The stress–strain behavior of WC-Co hardmetals

• Published in: Computational materials science Vol. 49; no. 3; pp. 593 - 597
• Main Authors: Golovchan, V.T., Litoshenko, N.V.
• Format: Journal Article
• Language: English
• Published: Amsterdam Elsevier B.V 01.09.2010; Elsevier
• Subjects: Algorithms; Applied sciences; Calculating algorithm; Carbides; Cemented carbides; Cobalt; Compressive strength; Elasticity. Plasticity; Exact sciences and technology; In situ deformation properties of constituents; Mathematical analysis; Mathematical models; Mechanical properties and methods of testing. Rheology. Fracture mechanics. Tribology; Metals. Metallurgy; Stress strain curves; Stress-strain relationships; Tensile strength; Tungsten carbide; WC-Co hardmetals; WC-Co hardmetals; Calculating algorithm; In situ deformation properties of constituents; Compressive strength; Tensile strength; Stress–strain curves; Grain size; Tungsten carbide; Mean field approximation; Stress-strain curves; Stress strain relation; Cobalt; Compression test; Tension test; Composite material; Hard material; Analytical method; Computing method
• ISSN: 0927-0256; 1879-0801
• DOI: 10.1016/j.commatsci.2010.05.055

The calculating algorithm for construction of the stress–strain curves of WC-Co hardmetals in simple tension and compression has been described.

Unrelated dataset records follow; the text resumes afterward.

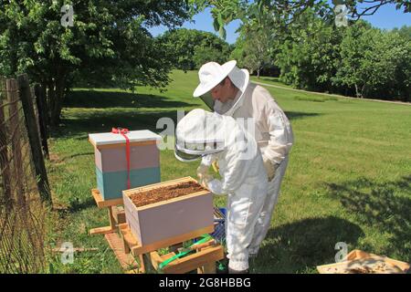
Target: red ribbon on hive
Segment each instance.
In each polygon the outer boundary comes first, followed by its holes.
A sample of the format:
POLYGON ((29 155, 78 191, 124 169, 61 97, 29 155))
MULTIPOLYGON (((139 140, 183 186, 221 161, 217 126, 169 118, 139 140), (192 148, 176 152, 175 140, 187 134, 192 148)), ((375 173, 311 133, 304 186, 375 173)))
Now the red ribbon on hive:
POLYGON ((126 140, 127 189, 130 189, 131 188, 131 182, 130 182, 130 140, 129 140, 129 137, 127 137, 127 133, 129 133, 130 130, 125 128, 112 128, 111 132, 114 134, 121 134, 126 140))

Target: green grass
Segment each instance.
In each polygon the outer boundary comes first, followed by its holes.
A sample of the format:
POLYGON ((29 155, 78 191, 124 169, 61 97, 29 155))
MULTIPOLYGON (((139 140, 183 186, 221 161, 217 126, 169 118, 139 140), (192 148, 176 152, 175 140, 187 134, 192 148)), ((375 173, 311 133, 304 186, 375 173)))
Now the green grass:
MULTIPOLYGON (((64 126, 50 140, 47 169, 59 211, 49 242, 99 251, 78 253, 66 266, 55 256, 51 272, 121 272, 104 237, 87 233, 108 224, 107 211, 90 196, 96 179, 88 134, 115 126, 160 132, 158 119, 175 121, 177 110, 206 109, 192 98, 196 72, 174 71, 172 78, 163 93, 78 89, 68 97, 64 126)), ((411 262, 411 106, 268 89, 290 119, 295 144, 253 272, 316 273, 316 266, 334 261, 338 242, 411 262)), ((195 176, 196 166, 161 151, 162 181, 195 176)))

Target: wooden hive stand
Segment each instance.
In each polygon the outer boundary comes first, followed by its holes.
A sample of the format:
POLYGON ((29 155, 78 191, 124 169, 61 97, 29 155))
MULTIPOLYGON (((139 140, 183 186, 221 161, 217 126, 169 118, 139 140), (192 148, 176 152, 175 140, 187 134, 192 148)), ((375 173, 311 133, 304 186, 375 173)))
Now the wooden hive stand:
MULTIPOLYGON (((161 256, 157 250, 166 248, 171 245, 182 245, 183 242, 195 239, 206 230, 196 230, 191 234, 168 238, 148 245, 142 245, 132 235, 128 224, 119 224, 120 232, 122 235, 125 254, 132 254, 140 258, 143 263, 142 255, 150 253, 150 260, 153 267, 160 273, 164 274, 184 274, 196 270, 198 274, 215 274, 216 262, 224 258, 224 248, 214 239, 204 244, 194 245, 193 252, 182 258, 177 258, 160 269, 160 265, 168 258, 175 256, 175 252, 171 252, 161 256)), ((145 267, 142 265, 142 269, 145 267)), ((136 273, 132 270, 130 273, 136 273)))
POLYGON ((110 247, 114 252, 120 265, 125 271, 132 270, 133 273, 145 273, 142 256, 140 257, 140 263, 134 259, 131 254, 124 253, 123 240, 119 235, 118 225, 124 224, 124 210, 118 205, 122 204, 122 198, 113 200, 103 200, 98 189, 92 189, 91 194, 100 209, 107 208, 109 213, 109 226, 92 228, 90 230, 90 235, 104 235, 110 247))

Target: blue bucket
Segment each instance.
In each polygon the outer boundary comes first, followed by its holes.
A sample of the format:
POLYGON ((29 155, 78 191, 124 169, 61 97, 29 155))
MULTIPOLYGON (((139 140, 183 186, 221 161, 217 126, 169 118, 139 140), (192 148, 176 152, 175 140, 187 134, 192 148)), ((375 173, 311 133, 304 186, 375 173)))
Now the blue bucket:
POLYGON ((226 240, 226 208, 214 208, 214 232, 210 235, 216 241, 226 240))

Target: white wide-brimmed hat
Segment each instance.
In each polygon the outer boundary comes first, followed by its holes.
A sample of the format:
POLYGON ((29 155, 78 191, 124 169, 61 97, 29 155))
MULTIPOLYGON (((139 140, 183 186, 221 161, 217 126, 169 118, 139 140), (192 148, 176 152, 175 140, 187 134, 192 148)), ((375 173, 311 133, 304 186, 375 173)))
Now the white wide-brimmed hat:
POLYGON ((228 61, 223 65, 216 62, 208 62, 204 64, 198 71, 200 84, 195 89, 193 96, 195 98, 205 95, 221 81, 236 68, 237 61, 228 61))

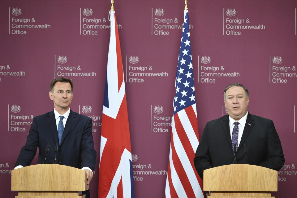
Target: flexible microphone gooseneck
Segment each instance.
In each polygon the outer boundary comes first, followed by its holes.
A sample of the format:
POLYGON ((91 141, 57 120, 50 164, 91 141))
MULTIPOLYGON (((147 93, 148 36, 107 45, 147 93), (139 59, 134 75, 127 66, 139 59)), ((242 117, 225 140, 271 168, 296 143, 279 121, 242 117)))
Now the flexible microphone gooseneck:
POLYGON ((50 143, 47 144, 47 146, 46 146, 46 148, 45 149, 45 158, 43 160, 43 163, 46 164, 47 163, 46 161, 46 155, 47 155, 47 153, 49 152, 49 150, 50 149, 50 143))
POLYGON ((56 146, 55 147, 55 158, 53 162, 53 164, 57 163, 57 160, 56 159, 56 157, 57 156, 57 152, 58 151, 58 143, 56 143, 56 146))

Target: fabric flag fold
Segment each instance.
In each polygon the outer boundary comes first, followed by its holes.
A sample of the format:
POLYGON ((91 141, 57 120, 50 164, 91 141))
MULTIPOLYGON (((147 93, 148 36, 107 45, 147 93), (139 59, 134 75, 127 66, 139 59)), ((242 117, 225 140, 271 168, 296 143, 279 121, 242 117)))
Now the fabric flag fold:
POLYGON ((193 161, 199 144, 199 133, 189 14, 185 10, 175 89, 165 197, 203 198, 202 180, 193 161))
POLYGON ((98 197, 132 198, 132 155, 124 73, 117 21, 112 11, 106 79, 98 197))

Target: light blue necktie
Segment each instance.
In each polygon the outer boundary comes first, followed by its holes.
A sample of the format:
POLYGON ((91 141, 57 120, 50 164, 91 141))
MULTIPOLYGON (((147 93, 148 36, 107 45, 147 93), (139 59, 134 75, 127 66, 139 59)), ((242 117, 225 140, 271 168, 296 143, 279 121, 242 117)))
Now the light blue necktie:
POLYGON ((62 139, 62 135, 63 135, 63 131, 64 130, 64 125, 63 124, 63 119, 64 116, 60 116, 60 121, 58 124, 58 137, 59 137, 59 144, 61 144, 61 139, 62 139))

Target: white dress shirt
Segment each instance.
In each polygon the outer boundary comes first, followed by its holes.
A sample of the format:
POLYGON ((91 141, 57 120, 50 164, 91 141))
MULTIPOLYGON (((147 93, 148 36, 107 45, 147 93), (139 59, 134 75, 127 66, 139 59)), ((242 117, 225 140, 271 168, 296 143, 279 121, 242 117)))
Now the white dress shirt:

The algorithm is based on the mathematical means of mechanics of composite materials and in situ deformation properties of constituents. The mean field approach has been applied. The stress–strain behavior depends on such microstructural parameters as cobalt volume fraction, mean carbide grain size, and contiguity of carbide phase. The technological thermal residual microstresses have been taken into account. The wide comparison of theoretical and available experimental results has been done. It has been shown, that the given calculating algorithm has the good predictive capability. The analytical expressions of tensile and compressive strength of WC-Co hardmetals have been given.